And Now I Know my Class for Project Eternity

Obsidian’s Kickstarter campaign for Project Eternity crossed the $2.7 million line last night marking the achievement of the latest stretch goal which will add two new classes to the old-school RPG: Chanters and (far more importantly) Paladins. I first fell in love with paladins in my Quest for Glory.

In the series, the paladin was a semi-secret character class that could only be played through the import function for which QFG is famous. The paladins of Glorianna were not the religious warriors of D&D, though the latter was most definitely the inspiration of the former, but were instead considered the truest of heroes. They were guided by honor, a stat that meant relatively little to the other classes, and combated the forces of evil with their magic-imbued blades that glowed with blue fire.

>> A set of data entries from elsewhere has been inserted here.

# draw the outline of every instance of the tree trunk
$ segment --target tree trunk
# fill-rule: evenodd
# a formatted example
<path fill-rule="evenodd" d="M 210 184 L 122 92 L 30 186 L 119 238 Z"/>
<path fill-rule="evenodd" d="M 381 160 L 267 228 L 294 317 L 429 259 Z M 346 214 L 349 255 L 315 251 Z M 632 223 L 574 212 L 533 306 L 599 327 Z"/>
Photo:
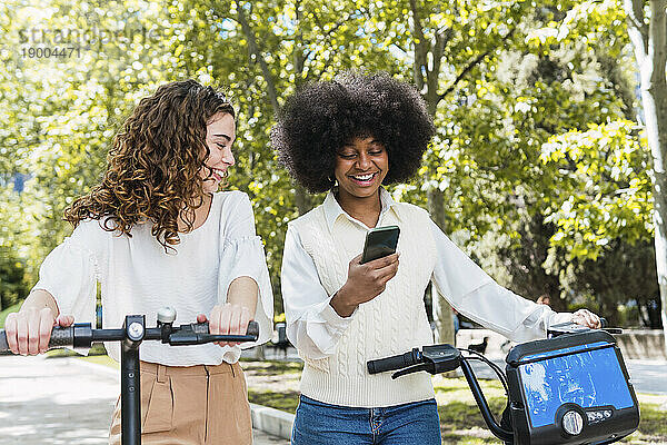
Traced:
<path fill-rule="evenodd" d="M 299 210 L 299 216 L 312 209 L 312 202 L 308 191 L 299 184 L 295 186 L 295 204 Z"/>
<path fill-rule="evenodd" d="M 440 189 L 434 188 L 428 191 L 428 210 L 438 227 L 445 231 L 445 197 Z M 431 299 L 434 305 L 434 322 L 436 322 L 436 343 L 456 343 L 454 332 L 454 313 L 451 306 L 444 296 L 438 294 L 436 286 L 431 287 Z"/>
<path fill-rule="evenodd" d="M 641 106 L 654 175 L 656 270 L 663 303 L 663 332 L 667 352 L 667 0 L 650 0 L 648 23 L 644 0 L 625 0 L 628 34 L 641 77 Z"/>

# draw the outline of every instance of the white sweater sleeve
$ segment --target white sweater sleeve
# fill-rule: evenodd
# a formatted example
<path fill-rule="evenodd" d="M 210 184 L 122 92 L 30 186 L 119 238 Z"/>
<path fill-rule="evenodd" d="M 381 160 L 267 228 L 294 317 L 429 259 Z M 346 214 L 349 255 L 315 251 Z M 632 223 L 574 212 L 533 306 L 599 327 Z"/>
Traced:
<path fill-rule="evenodd" d="M 480 325 L 515 342 L 545 338 L 551 324 L 571 320 L 498 285 L 431 221 L 438 258 L 434 283 L 451 306 Z"/>
<path fill-rule="evenodd" d="M 287 336 L 299 354 L 318 359 L 336 353 L 355 314 L 342 318 L 329 305 L 332 296 L 320 284 L 315 261 L 292 226 L 285 238 L 280 284 Z"/>
<path fill-rule="evenodd" d="M 47 290 L 56 299 L 61 315 L 76 323 L 94 324 L 97 280 L 99 277 L 99 233 L 97 220 L 79 224 L 72 235 L 44 258 L 39 281 L 32 288 Z"/>
<path fill-rule="evenodd" d="M 250 277 L 259 287 L 259 298 L 253 319 L 259 324 L 256 343 L 242 344 L 249 348 L 268 342 L 273 333 L 273 291 L 267 268 L 261 238 L 255 233 L 255 216 L 248 195 L 235 192 L 225 204 L 222 254 L 218 275 L 218 300 L 227 301 L 229 285 L 238 277 Z"/>

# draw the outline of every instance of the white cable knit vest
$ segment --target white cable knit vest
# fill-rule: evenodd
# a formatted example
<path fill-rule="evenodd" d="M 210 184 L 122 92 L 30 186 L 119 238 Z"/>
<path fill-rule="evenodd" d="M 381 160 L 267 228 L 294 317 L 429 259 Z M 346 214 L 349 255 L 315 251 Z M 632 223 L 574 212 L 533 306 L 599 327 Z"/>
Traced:
<path fill-rule="evenodd" d="M 290 224 L 313 258 L 322 286 L 334 295 L 347 280 L 350 259 L 361 253 L 366 230 L 341 217 L 329 231 L 322 206 Z M 432 344 L 424 306 L 436 263 L 430 218 L 419 207 L 398 204 L 378 222 L 390 225 L 400 227 L 398 273 L 382 294 L 359 306 L 336 354 L 321 359 L 303 357 L 301 394 L 307 397 L 354 407 L 394 406 L 434 397 L 427 373 L 391 379 L 392 373 L 370 375 L 367 370 L 367 360 Z"/>

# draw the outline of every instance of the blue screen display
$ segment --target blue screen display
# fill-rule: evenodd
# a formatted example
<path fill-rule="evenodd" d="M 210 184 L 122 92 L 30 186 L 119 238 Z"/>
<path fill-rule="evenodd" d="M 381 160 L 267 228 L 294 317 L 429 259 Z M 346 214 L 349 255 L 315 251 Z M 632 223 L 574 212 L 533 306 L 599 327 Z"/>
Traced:
<path fill-rule="evenodd" d="M 556 411 L 565 403 L 575 403 L 583 408 L 611 405 L 621 409 L 634 406 L 614 347 L 588 350 L 600 345 L 606 343 L 522 357 L 522 360 L 544 357 L 518 366 L 534 428 L 554 424 Z M 549 357 L 561 353 L 568 355 Z"/>

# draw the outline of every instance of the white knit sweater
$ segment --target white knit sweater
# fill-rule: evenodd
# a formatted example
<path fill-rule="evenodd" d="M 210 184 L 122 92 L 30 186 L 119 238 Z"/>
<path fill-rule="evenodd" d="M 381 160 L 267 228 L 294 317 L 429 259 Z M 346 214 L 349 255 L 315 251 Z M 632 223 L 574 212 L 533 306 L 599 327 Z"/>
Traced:
<path fill-rule="evenodd" d="M 397 275 L 382 294 L 361 304 L 342 334 L 334 355 L 303 356 L 301 393 L 342 406 L 391 406 L 434 397 L 430 376 L 416 373 L 391 379 L 391 373 L 368 374 L 366 362 L 432 343 L 424 293 L 436 261 L 430 219 L 419 207 L 400 204 L 388 211 L 384 226 L 404 226 Z M 348 264 L 364 246 L 365 230 L 340 218 L 329 230 L 320 206 L 290 222 L 298 229 L 306 251 L 313 258 L 320 281 L 334 295 L 347 279 Z M 407 229 L 409 227 L 409 229 Z"/>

I loved the paladin class so much that I actually incorporated his way of life into my own personal moral code. Even today when I am faced with a dilemma, I will ask myself, “How would a paladin face this situation?” It’s corny, I know, but it’s totally true.

Since QFG, the paladin class has become my go-to in nearly every subsequent RPG that I’ve played. For example, I played through Baldur’s Gate as a paladin, then switched to the amazing Inquisitor, a paladin kit, for Baldur’s Gate 2, Neverwinter Nights, my week with WOW; I even preferred the Humans in Warcraft 3 because of their paladin hero.

Anyway, what I’m getting at here is that I now know with a certainty that paladins are going to be a playable class in Project Eternity, and you can safely bet that I’ll be taking one from start to finish once the game launches next year (assuming they make the original release window).